Automated assessment of interstitial lung disease (ILD) in chest CT imaging @ Brainomix (Oxford, 2022–current)
I developed and deployed an explainable respiratory phase classifier for chest CT using shape features derived from deep learning-based trachea and lung segmentations to support the reliability of in-house ILD biomarkers. I also conducted survival analysis using random survival forests and Cox proportional hazards models to assess the predictive power of these biomarkers. I automated this analysis and optimized memory and speed to improve ML testing workflows in CI/CD. Finally, I worked on denoising as a preprocessing step (e.g., via guided filtering) and level-set-based postprocessing to enhance airway and lung segmentation.
I researched NLP algorithms, including approaches involving transformer-based language models (BERT and MPNet) and LSTMs with GloVe embeddings, for problems such as fake-news and greenwashing detection, supporting Nomura Asset Management in assessing corporate sustainability. I also developed a method inspired by the optical-flow algorithm to estimate time-dependent loadings in security factor models and trained a variational autoencoder to learn and visualize low-dimensional fund-month exposure embeddings, supporting investment analysis at GPIF, one of the world's largest pension funds.

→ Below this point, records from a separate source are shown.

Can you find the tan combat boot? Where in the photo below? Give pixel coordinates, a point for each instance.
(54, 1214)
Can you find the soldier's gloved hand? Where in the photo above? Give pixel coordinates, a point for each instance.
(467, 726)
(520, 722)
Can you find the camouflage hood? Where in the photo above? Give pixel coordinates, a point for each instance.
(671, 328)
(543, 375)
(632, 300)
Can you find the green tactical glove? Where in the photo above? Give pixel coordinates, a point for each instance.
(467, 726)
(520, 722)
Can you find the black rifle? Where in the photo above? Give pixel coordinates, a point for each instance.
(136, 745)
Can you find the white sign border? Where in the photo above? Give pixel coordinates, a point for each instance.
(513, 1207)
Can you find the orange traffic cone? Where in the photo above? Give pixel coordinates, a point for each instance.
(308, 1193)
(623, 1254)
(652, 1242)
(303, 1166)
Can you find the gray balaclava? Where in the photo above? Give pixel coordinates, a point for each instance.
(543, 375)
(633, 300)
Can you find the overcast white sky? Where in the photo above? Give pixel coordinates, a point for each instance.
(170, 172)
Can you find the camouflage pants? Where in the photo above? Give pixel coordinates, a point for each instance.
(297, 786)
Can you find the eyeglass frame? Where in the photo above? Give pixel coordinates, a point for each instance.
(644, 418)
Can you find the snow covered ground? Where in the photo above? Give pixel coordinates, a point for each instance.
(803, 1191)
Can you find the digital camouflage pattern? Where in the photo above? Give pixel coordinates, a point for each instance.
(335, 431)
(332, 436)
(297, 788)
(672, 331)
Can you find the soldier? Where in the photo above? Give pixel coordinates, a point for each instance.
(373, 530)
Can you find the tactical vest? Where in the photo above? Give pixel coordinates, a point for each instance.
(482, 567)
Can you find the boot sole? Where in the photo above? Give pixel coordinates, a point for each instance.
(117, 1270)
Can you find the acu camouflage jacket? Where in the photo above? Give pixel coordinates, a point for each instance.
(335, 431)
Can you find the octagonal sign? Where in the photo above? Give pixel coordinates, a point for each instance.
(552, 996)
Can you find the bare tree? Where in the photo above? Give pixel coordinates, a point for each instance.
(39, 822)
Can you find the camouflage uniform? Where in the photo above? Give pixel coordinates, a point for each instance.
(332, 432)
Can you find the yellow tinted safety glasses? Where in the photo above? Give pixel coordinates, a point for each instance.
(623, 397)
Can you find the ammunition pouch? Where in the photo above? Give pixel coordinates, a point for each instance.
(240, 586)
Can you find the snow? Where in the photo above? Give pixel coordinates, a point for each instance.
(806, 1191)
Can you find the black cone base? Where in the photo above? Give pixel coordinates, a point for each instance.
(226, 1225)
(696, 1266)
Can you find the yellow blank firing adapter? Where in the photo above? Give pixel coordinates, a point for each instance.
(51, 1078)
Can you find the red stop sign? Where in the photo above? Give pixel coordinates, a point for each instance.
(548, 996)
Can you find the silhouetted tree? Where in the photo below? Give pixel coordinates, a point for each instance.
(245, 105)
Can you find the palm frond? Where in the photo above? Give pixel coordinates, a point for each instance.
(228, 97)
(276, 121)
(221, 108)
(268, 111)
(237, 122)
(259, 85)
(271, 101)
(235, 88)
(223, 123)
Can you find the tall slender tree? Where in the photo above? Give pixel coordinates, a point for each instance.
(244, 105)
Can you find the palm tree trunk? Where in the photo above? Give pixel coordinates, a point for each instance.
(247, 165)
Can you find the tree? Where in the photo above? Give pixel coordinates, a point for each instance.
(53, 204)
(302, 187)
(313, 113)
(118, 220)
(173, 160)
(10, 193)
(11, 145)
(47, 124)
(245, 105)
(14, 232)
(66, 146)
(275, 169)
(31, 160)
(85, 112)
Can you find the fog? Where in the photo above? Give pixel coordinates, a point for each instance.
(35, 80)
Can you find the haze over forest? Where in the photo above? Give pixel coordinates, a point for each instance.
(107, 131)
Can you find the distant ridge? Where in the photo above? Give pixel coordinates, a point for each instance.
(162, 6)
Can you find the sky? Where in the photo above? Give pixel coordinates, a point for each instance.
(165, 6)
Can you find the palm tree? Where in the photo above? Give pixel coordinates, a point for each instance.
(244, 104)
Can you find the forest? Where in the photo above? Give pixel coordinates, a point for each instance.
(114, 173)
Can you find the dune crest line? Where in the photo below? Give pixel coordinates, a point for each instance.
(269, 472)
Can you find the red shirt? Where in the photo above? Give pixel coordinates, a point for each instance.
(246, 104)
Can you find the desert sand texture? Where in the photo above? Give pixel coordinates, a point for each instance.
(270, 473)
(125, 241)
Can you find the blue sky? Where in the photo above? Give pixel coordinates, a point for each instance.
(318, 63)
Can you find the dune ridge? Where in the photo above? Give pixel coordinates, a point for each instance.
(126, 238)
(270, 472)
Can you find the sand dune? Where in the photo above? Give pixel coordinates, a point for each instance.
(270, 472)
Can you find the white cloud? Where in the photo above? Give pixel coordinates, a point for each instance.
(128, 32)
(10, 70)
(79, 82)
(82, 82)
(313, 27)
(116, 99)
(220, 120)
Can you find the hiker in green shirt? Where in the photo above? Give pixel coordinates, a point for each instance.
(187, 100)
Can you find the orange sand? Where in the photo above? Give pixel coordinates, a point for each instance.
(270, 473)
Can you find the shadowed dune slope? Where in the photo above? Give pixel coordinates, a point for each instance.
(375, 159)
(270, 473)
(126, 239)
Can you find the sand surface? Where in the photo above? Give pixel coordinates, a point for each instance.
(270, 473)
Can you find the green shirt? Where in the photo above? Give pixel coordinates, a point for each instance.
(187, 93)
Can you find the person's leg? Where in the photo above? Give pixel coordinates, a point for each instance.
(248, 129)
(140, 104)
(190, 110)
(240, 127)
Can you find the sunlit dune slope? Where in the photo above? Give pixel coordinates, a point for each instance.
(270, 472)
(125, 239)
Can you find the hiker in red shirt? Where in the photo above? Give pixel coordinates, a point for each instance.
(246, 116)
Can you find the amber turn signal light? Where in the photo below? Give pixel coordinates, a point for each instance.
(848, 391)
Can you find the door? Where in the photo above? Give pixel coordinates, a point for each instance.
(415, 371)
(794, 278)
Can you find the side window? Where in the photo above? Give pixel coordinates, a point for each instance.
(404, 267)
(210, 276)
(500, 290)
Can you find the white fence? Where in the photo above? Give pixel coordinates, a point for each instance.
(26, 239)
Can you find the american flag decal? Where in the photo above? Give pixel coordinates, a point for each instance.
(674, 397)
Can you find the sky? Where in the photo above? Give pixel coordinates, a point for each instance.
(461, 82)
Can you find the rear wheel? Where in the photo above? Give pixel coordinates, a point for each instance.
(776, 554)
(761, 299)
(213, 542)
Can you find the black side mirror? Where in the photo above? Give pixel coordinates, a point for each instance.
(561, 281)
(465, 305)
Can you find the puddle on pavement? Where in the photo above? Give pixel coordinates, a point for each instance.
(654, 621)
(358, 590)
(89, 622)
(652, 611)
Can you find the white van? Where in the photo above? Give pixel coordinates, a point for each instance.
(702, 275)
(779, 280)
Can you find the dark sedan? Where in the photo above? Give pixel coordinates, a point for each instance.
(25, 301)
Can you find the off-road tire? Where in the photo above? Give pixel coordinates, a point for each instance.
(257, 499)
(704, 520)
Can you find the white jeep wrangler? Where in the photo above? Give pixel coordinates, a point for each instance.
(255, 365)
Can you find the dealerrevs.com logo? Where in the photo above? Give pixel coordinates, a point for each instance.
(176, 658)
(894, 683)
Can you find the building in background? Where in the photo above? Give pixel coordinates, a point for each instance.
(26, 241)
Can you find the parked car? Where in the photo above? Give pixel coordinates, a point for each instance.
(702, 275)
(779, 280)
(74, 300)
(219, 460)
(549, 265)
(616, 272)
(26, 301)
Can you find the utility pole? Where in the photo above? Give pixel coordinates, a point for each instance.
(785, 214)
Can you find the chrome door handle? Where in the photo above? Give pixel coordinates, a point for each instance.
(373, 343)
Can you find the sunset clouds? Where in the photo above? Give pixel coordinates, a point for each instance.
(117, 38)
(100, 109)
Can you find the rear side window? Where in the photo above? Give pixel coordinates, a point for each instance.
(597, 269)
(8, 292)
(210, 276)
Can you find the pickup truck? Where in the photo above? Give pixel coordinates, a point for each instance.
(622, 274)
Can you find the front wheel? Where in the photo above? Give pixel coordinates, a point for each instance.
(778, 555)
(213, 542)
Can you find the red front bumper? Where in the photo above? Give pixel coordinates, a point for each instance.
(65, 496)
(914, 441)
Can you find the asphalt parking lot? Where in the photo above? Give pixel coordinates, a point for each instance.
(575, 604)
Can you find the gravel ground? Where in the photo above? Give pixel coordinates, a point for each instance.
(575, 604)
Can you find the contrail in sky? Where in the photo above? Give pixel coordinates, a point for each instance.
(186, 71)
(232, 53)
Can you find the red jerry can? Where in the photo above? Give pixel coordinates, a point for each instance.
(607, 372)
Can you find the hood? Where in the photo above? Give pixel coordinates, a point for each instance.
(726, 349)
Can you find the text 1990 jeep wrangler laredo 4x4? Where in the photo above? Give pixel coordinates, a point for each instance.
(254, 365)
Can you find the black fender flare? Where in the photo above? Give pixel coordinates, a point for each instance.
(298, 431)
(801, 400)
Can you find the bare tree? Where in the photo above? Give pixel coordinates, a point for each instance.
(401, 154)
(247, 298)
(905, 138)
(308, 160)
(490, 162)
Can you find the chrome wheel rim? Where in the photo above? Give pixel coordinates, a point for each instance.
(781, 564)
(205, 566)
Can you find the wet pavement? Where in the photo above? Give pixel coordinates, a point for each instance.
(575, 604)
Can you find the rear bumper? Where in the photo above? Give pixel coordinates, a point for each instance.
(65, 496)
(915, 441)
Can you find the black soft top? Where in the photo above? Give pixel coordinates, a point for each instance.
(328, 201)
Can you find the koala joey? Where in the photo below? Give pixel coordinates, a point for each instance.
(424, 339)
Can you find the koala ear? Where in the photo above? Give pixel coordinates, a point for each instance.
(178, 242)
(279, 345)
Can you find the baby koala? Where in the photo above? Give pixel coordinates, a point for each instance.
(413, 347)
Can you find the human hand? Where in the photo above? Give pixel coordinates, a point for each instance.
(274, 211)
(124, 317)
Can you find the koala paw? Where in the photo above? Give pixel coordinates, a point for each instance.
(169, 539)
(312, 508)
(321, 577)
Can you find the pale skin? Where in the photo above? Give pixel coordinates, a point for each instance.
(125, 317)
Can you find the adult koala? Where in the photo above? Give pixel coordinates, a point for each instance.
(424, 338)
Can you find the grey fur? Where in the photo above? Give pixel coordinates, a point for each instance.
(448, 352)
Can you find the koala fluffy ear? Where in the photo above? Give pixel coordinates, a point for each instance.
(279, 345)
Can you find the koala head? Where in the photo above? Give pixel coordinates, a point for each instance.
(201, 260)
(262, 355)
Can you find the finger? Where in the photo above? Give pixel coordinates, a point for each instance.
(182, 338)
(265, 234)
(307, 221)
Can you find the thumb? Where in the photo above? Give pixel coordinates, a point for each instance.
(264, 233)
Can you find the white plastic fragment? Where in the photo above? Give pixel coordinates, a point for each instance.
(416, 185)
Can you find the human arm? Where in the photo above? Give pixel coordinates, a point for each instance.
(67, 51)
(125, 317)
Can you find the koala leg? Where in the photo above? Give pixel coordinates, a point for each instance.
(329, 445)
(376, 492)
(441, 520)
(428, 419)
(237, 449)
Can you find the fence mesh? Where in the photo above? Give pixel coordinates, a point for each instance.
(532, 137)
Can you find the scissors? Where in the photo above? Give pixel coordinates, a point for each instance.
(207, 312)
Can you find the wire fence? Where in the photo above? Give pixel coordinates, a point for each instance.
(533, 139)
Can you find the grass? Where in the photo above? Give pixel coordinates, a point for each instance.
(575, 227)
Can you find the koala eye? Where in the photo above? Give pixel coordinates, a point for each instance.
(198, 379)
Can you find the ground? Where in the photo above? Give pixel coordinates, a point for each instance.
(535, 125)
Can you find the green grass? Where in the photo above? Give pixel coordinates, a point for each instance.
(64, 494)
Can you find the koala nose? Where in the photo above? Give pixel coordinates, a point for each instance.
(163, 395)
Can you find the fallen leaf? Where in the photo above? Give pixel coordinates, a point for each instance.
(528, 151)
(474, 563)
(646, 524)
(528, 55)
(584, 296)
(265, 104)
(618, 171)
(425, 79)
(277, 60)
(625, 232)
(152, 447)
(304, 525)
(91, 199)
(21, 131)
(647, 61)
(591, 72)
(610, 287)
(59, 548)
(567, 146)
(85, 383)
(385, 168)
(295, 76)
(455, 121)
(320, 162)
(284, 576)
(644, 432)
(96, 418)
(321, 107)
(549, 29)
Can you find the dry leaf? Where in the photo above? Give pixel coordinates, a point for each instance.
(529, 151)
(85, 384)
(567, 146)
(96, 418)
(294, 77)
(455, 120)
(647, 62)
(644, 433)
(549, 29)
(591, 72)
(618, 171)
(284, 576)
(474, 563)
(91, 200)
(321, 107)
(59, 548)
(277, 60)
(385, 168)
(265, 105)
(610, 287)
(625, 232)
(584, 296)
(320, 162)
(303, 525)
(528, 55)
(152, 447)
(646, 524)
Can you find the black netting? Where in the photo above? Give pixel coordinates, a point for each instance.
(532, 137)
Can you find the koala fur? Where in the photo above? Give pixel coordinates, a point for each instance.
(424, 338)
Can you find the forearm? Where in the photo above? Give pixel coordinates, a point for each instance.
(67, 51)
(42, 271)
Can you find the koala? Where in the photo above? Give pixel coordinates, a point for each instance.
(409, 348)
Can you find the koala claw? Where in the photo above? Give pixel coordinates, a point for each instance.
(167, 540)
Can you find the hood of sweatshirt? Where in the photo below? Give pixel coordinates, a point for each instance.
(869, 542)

Cine-MR image forecasting with RNNs trained online and transformers for latency compensation in radiotherapy @ The University of Tokyo (2017–2021, independent work until 2026)
I designed an algorithm to forecast frames in chest and liver MR image sequences for safe MR-guided radiotherapy, combining deformable image registration, PCA-based motion modeling, and temporal dynamics prediction with RNNs trained online and transformer encoders. The proposed approach is modular, interpretable, and data-efficient. It can help overcome motion irregularity and distributional shift between the training and test datasets for population models.
Marker-position forecasting using RNNs trained online and transformers for safer radiotherapy @ The University of Tokyo (2020–2021, independent work until 2026)
I derived implementations of online training algorithms for RNNs (UORO, SnAp-1, and DNI) with closed-form simplifications, improved accuracy, and reduced asymptotic time/memory complexity. This study is the first to assess their ability to forecast the 3D positions of external markers on the chest and abdomen for latency compensation and robotic control in radiotherapy. Experimentally, modern online-learning algorithms enabled RNNs to adapt fairly well to irregular breathing patterns and achieve competitive accuracy with less data than prior deep-learning approaches, while keeping processing time relatively low.
UORO article:
Follow-up article (covering also SnAp-1 and DNI):
Simultaneous segmentation and recognition of characters @ Idemia (Île-de-France, 2016)
I prototyped an OCR pipeline in C for degraded text images, consisting of three successive steps: over-segmentation, character recognition, and shortest-path graph decoding using Viterbi's algorithm to select the most likely string (see the figure above). It achieved 13.4% higher accuracy than Tesseract 3.04, an open-source OCR engine. Over-segmentation (i.e., candidate cut generation) relied on Dijkstra's algorithm applied to a graph representation of the input image, where each pixel was assigned to a node and edge weights were based on pixel intensities and heuristics; I optimized asymptotic time complexity using a binary-search-style strategy. For the second step in the pipeline, I implemented from scratch a character-level neural-network classifier, trained it on ~20k character images, and improved accuracy by ~5% by incorporating a class-conditional Bayesian aspect-ratio prior.
Graph-structured data classification for computer-aided diagnosis in neurology @ Fresnel Institute (Marseille, 2016)
I implemented a binary classifier for graph-structured data, combining generalized likelihood ratio testing and Fourier graph transforms, based on prior work from Hu et al. I applied this method to Alzheimer's disease detection, modeling brain regions in PET images as nodes in a graph with edge weights defined by Gaussian RBF kernels over regional imaging features, and obtained a leave-one-out test F1 score of 0.85 on a dataset of 142 brain scans. Last, I explored optimization of region-independent weights corresponding to each image property to maximize classification accuracy.